Wednesday, January 27, 2010

Chachapoyas - Kuelap Archaeological Monument - Gotca Waterfall: 24/01 - 26/01










Well despite being touted as ´The Northern Cuzco´, Chachapoyas is small, clean, friendly and relatively gringo-free. Due to being high in the mountains it has a beautiful climate and is surrounded by a vast array of pre-Incan and Incan ruins, hence the comparisons with Cuzco. The journey there was pleasant enough - I arrived before dawn and waited until light to find my hostel and sleep some more. After waking I explored the town by foot, introducing myself to other travellers and watching the town-wide water balloon fight unfold. I wasn´t too happy when one bombarded me - I wouldn´t have been so grouchy I think if I could have thrown one back¡

The next day I rose at 330am to catch the bus to the Kuelap ruins, ancient home of the pre-Incan Chachapoyans. I arrived at the designated spot at 355am, but the bus had left already. Awesome. Thanks you nangers. Oh well, sleep a little more and tag along with Claire from Melbourne´s group who were leaving at 830am. After the pre-requisite pfaffing two cars headed down into the valley, winding our way on relatively good roads next to a gushing brown river to the steep ascent to Kuelap. We then tested our cars shocks on the rocky and muddy road through several small towns before reaching Maria, a town with hostels & restuarants, at one of which we got out, was offered fish, chicken or vegetarian, chose but then continued on the further 20 minutes to the ruins - lunch was for after.

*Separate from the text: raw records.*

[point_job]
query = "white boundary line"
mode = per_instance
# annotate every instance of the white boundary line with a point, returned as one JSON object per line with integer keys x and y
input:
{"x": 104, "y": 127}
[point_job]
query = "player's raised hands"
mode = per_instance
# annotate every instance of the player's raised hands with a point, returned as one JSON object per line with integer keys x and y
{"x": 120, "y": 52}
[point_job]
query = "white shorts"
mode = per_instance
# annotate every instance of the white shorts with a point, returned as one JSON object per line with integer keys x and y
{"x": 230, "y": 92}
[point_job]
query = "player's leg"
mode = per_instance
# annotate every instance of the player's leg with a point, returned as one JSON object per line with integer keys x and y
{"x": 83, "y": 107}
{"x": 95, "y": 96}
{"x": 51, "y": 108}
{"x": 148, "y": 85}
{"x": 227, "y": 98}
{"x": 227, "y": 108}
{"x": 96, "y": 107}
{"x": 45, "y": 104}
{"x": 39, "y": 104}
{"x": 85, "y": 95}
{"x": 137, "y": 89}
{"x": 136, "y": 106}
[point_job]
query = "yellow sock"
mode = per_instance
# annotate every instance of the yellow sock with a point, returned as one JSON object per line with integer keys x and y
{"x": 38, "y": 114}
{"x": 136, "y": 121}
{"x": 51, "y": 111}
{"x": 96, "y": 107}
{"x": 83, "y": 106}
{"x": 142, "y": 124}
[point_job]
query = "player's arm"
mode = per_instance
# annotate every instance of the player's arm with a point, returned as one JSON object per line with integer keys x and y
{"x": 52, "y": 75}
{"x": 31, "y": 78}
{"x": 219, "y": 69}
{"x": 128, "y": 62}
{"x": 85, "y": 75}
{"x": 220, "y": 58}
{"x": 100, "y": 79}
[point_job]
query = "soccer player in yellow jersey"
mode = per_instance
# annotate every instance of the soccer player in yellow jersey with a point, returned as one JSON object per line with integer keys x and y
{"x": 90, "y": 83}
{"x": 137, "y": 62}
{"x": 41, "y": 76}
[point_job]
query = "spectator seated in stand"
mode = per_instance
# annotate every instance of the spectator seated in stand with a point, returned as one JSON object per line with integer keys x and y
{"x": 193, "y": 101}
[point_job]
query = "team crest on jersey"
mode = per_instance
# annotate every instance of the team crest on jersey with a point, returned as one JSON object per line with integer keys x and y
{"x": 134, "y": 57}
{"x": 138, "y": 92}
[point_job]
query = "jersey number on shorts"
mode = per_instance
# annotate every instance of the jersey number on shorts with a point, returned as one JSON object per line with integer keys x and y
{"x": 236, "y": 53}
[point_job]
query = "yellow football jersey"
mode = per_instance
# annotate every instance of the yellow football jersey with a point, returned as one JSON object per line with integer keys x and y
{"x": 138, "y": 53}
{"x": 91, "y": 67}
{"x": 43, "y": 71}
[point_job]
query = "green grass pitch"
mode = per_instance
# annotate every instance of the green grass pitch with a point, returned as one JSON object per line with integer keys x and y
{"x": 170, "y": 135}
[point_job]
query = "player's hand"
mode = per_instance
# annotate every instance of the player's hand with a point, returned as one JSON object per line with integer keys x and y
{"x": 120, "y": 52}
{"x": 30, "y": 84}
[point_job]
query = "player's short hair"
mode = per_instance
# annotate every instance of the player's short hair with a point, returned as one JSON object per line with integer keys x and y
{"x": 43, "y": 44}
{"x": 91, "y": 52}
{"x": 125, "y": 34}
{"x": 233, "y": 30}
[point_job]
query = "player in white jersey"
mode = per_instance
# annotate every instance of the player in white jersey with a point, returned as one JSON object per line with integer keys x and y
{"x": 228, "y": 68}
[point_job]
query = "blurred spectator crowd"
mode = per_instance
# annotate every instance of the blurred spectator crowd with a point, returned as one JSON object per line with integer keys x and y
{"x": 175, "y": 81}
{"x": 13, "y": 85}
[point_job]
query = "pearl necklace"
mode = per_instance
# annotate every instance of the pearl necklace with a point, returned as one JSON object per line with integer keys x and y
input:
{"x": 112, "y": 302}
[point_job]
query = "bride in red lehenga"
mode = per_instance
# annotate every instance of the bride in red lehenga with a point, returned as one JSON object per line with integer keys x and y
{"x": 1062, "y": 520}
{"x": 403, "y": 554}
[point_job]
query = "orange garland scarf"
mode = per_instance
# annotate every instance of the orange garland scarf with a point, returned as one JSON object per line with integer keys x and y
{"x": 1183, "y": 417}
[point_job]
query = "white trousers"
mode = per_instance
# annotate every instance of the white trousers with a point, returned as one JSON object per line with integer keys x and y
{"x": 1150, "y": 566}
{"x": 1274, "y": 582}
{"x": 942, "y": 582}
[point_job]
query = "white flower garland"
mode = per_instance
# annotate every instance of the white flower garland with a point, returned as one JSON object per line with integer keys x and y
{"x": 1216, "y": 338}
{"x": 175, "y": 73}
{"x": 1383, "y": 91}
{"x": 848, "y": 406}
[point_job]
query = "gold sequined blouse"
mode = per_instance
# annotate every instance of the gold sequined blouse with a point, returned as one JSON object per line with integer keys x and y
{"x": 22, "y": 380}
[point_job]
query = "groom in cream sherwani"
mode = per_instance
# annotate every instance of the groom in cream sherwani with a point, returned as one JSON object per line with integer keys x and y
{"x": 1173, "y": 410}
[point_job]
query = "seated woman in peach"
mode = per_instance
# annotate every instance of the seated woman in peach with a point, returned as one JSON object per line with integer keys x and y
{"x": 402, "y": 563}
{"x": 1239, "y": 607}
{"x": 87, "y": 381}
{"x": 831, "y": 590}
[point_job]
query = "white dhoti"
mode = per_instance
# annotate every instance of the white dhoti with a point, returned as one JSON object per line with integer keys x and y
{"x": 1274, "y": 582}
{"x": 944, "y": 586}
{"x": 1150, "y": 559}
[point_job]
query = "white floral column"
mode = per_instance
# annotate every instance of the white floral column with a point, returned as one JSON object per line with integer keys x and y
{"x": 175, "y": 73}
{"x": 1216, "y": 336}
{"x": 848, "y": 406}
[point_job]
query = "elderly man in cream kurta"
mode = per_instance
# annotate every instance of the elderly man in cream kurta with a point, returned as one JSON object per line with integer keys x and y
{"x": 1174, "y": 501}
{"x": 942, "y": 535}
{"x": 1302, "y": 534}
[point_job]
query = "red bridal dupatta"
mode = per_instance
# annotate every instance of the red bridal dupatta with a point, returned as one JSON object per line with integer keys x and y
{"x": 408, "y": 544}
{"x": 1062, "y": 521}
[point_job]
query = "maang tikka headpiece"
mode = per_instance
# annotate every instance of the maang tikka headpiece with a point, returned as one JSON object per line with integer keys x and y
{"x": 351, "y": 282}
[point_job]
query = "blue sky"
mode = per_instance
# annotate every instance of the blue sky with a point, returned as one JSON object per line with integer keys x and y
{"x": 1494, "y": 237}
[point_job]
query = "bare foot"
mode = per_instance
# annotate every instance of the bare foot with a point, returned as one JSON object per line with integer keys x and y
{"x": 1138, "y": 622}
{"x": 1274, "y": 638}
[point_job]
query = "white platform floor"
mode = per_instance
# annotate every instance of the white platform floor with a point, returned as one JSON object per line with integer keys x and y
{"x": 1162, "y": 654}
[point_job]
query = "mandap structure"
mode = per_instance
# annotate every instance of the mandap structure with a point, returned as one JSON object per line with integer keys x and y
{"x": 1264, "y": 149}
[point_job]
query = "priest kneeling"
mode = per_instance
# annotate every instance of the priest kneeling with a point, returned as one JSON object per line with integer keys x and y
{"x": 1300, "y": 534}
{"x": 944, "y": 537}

At approximately 3000m, the Kuelap fortress was strategically placed to ensure panoramic views of potential siege routes, and as such gave awesome views of the surrounding mountains which were clad in light green cloud forest & checkered with crops like potato and bananas. We hiked a little up to the fortress - the 6 hectare site is protected by a 20m high stone wall, much of which is the original unrestored wall that between 800 and 1300 AD took the Chachapoyan nation hundreds of years to build with the stone being carried from hundreds of kilometres away. Inside were round stone houses, ceremonial ritual and burial sites and shamanic sectors dedicated to different sacred animals such as puma, jaguar, condor and snake. These ruins are in varying states, with entire sections standing in their original state and others being rebuilt with mortar and other unauthentic materials. 40 llamas were introduced `for touristic purposes` by the government but also serve to maintain a trim lawn :) A lot of the native vegetation growing out of the fortress has been retained creating a misty jungle ambience. Our guide explained fake platforms that fell away to the abyss for encroaching enemies, described the shamanic rituals and furtively showed us the bones of Chachpoyan royalty hidden in the stonework because `you are a special group of tourists`. Wow! I knew I was special. A great place to visit, beautiful and peaceful and very interesting. Our guide also informed us we were a few of 4500 visitors to Kuelap each year. Macchu Picchu receives 4000 a day.

The next day we rose early to get to Gotca Waterfall, which makes the claim of being the 3rd highest waterfall in the world. With our friends from the day before including Paul from Norway we journeyed again some 2hrs to a small village whereby we hired a guide to walk us to the falls. The trek wound out through the wooded farmland on the side of the mountains and steadily into more solid cloud forest - at this altitude the temperature was beautiful. On our beautiful hour-long trek we were fortunate enough to spot 3 gorgeous Andean Cocks-of-the-Rock - I took several photos of the orange and black birds but none were very good - see above. Pretty cool, I did find it necessary to use the phrase "Rock out with your cock out", though.

Upon reaching the spectacular (even in low water season) Gotca, Paul and I both agreed we didn`t think it was the height it claimed to be, 768m. Norwegians are notorious for poo-pooing the Gotca claim to its height as Paul found out by reading a newspaper prior to going there, and he stayed true to form. Nonetheless it was insanely high, and we frolicked a little in the spray underneath, ate some lunch and returned to the peaceful village. From there we departed immediately for our connecting bus to Tarapoto from Pedro Ruiz, a small town 1 hr away. The journey passes through an amazingly scenic river valley with steep cliffs immediately above. Paul and I were left in Pedro Ruiz while the others returned to Chachapoyas.

The few days in peaceful Chachapoyas and its surrounds had calmed my inner rage about Peru - I definitely experienced Peru differently in those small towns.